Question: Let $A=\begin{pmatrix} a+1 & 1 & 1 \\ 1 & a+1 & 1 \\ 1 & 1 & a+1\end{pmatrix}$. Show that $A-aI_3$ has eigenvalue of 3. Also find eigenvector.
My thinking:
I know that we have to apply characteristic polynomial $|A- \lambda I|$ to find the eigenvalue. I don't understand the part $A-aI_3$. What should I suppose to do here with this $A-aI_3$ ? I am kinda confused.
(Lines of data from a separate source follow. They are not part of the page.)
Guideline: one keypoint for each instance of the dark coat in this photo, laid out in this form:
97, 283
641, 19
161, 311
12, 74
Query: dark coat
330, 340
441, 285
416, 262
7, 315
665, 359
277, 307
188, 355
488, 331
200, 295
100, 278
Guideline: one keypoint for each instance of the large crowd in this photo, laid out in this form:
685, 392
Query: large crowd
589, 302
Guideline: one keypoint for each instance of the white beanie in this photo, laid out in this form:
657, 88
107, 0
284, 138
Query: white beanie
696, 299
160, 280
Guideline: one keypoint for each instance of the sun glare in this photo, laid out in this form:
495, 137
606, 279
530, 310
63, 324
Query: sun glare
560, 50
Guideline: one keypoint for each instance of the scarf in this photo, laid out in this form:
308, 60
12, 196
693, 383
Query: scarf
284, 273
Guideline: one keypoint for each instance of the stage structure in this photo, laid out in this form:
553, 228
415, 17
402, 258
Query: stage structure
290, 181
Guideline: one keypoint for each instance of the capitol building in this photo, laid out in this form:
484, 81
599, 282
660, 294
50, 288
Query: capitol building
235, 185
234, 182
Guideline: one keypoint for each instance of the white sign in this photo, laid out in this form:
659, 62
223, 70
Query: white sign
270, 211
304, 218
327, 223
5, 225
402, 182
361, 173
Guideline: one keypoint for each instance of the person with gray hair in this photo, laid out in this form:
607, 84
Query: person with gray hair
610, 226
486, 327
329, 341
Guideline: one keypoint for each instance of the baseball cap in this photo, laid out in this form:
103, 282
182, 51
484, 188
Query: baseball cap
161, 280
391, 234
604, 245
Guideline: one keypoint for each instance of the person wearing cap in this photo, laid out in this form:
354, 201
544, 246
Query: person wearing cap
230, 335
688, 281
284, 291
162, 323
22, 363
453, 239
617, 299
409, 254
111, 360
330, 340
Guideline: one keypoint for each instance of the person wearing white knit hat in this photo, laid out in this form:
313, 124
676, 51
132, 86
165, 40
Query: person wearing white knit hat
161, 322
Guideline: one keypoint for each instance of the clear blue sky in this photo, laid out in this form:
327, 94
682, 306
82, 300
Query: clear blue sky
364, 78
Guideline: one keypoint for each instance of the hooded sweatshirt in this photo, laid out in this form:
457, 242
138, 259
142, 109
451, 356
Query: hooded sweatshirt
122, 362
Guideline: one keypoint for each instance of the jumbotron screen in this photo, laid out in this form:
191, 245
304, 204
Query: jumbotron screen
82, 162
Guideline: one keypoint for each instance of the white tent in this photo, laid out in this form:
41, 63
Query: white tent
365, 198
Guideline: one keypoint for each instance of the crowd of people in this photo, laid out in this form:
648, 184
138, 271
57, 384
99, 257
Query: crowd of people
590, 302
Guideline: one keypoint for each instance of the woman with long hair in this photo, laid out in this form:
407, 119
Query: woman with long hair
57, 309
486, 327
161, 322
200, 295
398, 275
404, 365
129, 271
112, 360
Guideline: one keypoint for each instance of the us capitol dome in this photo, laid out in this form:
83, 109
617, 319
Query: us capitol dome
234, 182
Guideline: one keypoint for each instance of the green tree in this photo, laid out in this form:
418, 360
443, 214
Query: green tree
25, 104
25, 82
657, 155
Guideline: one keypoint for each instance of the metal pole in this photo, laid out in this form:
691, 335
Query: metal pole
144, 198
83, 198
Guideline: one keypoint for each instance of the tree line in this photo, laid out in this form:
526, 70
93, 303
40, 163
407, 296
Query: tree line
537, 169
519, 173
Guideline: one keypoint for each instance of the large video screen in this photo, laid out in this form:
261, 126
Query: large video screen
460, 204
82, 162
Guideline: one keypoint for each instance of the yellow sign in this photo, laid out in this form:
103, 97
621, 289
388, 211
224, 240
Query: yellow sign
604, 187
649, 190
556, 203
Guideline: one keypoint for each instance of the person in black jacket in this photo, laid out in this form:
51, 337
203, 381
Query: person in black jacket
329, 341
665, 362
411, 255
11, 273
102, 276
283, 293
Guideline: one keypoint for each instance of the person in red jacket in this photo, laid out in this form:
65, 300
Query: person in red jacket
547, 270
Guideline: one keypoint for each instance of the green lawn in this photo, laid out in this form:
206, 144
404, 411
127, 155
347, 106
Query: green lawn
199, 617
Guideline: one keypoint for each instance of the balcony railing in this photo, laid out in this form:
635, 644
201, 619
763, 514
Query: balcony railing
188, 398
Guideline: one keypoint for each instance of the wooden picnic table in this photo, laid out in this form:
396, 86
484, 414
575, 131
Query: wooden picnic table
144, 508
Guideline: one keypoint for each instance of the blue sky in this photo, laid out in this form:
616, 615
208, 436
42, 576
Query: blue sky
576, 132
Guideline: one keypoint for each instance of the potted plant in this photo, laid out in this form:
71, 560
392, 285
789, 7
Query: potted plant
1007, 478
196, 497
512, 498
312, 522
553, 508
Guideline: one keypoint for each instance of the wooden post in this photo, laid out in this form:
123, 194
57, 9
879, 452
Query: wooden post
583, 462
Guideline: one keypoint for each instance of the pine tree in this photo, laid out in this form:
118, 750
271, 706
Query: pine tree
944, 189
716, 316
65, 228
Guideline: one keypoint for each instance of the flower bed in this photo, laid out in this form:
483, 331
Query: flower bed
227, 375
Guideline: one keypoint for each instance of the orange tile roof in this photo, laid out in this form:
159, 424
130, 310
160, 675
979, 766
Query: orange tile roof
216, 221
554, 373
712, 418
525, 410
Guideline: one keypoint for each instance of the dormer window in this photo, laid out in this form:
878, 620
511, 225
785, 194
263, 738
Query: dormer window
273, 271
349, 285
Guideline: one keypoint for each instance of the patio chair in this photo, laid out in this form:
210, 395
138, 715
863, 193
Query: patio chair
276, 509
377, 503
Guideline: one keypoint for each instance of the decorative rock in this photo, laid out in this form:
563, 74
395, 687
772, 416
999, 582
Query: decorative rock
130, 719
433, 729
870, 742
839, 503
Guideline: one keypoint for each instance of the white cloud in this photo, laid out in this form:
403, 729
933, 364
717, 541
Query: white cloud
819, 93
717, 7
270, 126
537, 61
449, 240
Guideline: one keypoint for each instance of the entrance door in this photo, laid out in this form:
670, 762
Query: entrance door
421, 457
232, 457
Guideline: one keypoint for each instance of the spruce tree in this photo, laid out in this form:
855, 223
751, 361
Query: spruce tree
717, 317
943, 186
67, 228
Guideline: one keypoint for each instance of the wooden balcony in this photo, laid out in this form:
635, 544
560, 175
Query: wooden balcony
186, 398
Your kind suggestion will be appreciated.
On
$A-aI_3=\begin{pmatrix} 1 & 1 & 1 \\ 1 & 1 & 1 \\ 1 & 1 & 1\end{pmatrix}$.
What is $\begin{pmatrix} 1 & 1 & 1 \\ 1 & 1 & 1 \\ 1 & 1 & 1\end{pmatrix}\begin{pmatrix} 1 \\ 1 \\ 1 \end{pmatrix}?$
On
Another ad hoc alternative:
Note that $B=A-aI = e e^T$, where$e$ is a vector of ones.
To solve $B v = t v$, we note that ${\cal R B} = \operatorname{sp} \{ e \}$, so the only non zero eigenvalue of $B$ can be found by solving $e e^T e = t e$, so get $t=e^T e = 3$.
Since $\dim {R B} = 1$, we see that $\dim \ker B = 2$ and so $B$ has two zero eigenvalues (meaning there are two linearly independent $v_1,v_2$ such that $B v_1 = 0, B v_2 = 0$.
Since $\ker B = \ker e^T$, we can find two suitable $v_k$ by solving $e^T v = 0$.
Alternative answer: $A-aI_3=\begin{pmatrix} 1 & 1 & 1 \\ 1 & 1 & 1 \\ 1 & 1 & 1\end{pmatrix}$ clearly has eigenvalue $0$
with independent eigenvectors $\begin{pmatrix} 1 \\ -1 \\ 0 \end{pmatrix}$ and $\begin{pmatrix} 1 \\ 0 \\ -1 \end{pmatrix}.$
The sum of the eigenvalues is the trace of the matrix, which is $3$, so the other eigenvalue is $3$.
An eigenvector corresponding to the eigenvalue $3$ is in the kernel of $\begin{pmatrix} -2 & 1 & 1 \\ 1 & -2 & 1 \\ 1 & 1 & -2\end{pmatrix}$ , i.e. $(-2,1,1)\times(1,-2,1)=(-3,-3,-3)$.